Reversible Collar Company, Sole Manufacturer of “Linene” Collars, Cuffs and Bosoms (post 1913 Catalog)
c. 1909 Catalog of Lion Brand Ladies Collars and Cuffs
1931 “The Charm of Color” by Marie Josephine Carr for Putnam’s Dye -Monroe Chemical Co.
1910 Spring-Summer Great Western Tailoring Company Catalog, Chicago
1867 New Physiognomy: or, Signs of Character by Samuel Wells
Physiognomy is a Psudo-science that was “studied” by 19th and Early 20th century actors and makeup artists to improve their study of faces. Unfortunately, the mid 19th & early 20th Century books on this fake “science” in these eras existed primarily to promote racist, sexist, and xenophobic views which trickled into the designs of stage makeup. Racists worldwide continue to cite this nonsense to “prove” superiority to groups and individuals they hate. This book is a particularly egregious example of this sort of thing, and was massively popular in late 19th Century America, so popular you can still easily find copies of it for sale on eBay for under 10 dollars.
1930s Pamphlets: Max Factor’s Hints on the Art Of Makeup
c. 1900 The Makeup Book For Professionals, F. W. Nack
My first eBay “find” in my study and acquisition of early stage makeup information was this tiny color lithographed pamphlet. I originally assigned a c. 1900 date to it because of the styles of women’s hair in it, (some looked 1890s to me while others seemed a bit 1910-ish, so having no other reference, I split the difference).

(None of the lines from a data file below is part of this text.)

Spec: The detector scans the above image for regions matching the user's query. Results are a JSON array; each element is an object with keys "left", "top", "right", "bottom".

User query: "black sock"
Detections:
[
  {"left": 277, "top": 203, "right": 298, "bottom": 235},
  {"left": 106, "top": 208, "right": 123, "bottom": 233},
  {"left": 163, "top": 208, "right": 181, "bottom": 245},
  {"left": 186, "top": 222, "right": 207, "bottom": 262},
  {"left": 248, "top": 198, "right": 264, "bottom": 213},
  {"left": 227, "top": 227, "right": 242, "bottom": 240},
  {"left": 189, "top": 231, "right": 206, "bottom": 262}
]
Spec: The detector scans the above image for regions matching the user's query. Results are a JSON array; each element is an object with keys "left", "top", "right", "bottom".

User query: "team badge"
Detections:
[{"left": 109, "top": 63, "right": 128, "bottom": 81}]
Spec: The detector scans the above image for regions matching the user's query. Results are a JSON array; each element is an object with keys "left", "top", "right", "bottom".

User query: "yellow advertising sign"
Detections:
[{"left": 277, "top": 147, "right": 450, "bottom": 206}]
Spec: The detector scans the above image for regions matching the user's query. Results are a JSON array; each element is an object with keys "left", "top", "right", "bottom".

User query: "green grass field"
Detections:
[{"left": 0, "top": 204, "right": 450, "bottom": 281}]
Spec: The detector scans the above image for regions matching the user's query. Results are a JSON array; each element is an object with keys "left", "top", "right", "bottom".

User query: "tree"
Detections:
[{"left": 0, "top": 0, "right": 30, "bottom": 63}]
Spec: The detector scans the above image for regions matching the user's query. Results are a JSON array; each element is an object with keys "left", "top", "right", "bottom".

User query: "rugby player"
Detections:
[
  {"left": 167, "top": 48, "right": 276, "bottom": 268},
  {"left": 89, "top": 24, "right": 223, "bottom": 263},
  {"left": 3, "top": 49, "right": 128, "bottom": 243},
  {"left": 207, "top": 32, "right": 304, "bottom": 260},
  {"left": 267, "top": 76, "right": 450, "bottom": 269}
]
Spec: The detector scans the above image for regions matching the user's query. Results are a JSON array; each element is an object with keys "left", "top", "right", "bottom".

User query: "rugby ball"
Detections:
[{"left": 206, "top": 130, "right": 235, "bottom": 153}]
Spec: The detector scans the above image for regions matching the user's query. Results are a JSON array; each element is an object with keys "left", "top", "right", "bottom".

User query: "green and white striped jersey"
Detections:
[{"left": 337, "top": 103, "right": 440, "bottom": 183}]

It was made in Germany (the home of the best stage makeup and best lithography in the first decades of the 20th Century) for the US market, specifically for the Chicago firm of F. W. Nack (theatrical wig and makeup sellers) at a date unknown. Since I first obtained it, I have been able to learn that F.W. Nack was in business from at least 1917 until at least 1957 according to a few ads found in various newspapers and theatre publications. Several of the plates strongly resemble images in Das Schminken, (which appears to be a book from closer to 1910), especially the “Yankee Farmer” who closely resembles the “Schneider” (Tailor-Cutter) in that book, and the “Chinese” and “Hebrew” plates. I don’t know if this means this was partly the copy of the other or both were based on an unknown earlier German book. So the date is most probably later than 1900, but I have no definitive “hook” for a better date as yet. If you do, please let me know!
Pretty much all makeup books from this era until the 1950s had some pretty amazing racist/sexist content, though the gorgeous bright color lithography of this tiny booklet still is the most intense rendition of these jaw droppingly offensive styles I’ve ever found. The intensity of the colors is most probably not an exaggeration. Early electric stage light, especially arc light follow spots, really washed out faces. Note the intensity of color on the white characters as well. There is lots of rouge, blue shadows, and on older characters even yellow highlights are used. When I first got this little booklet, I tried doing the three ages of respectable white lady makeup from this book, (not the sexy “soubrette” or the man-in-drag comic “old maid”) and did this:
I come out looking angrier than they do but that has to do with my naturally “evil eyebrows”.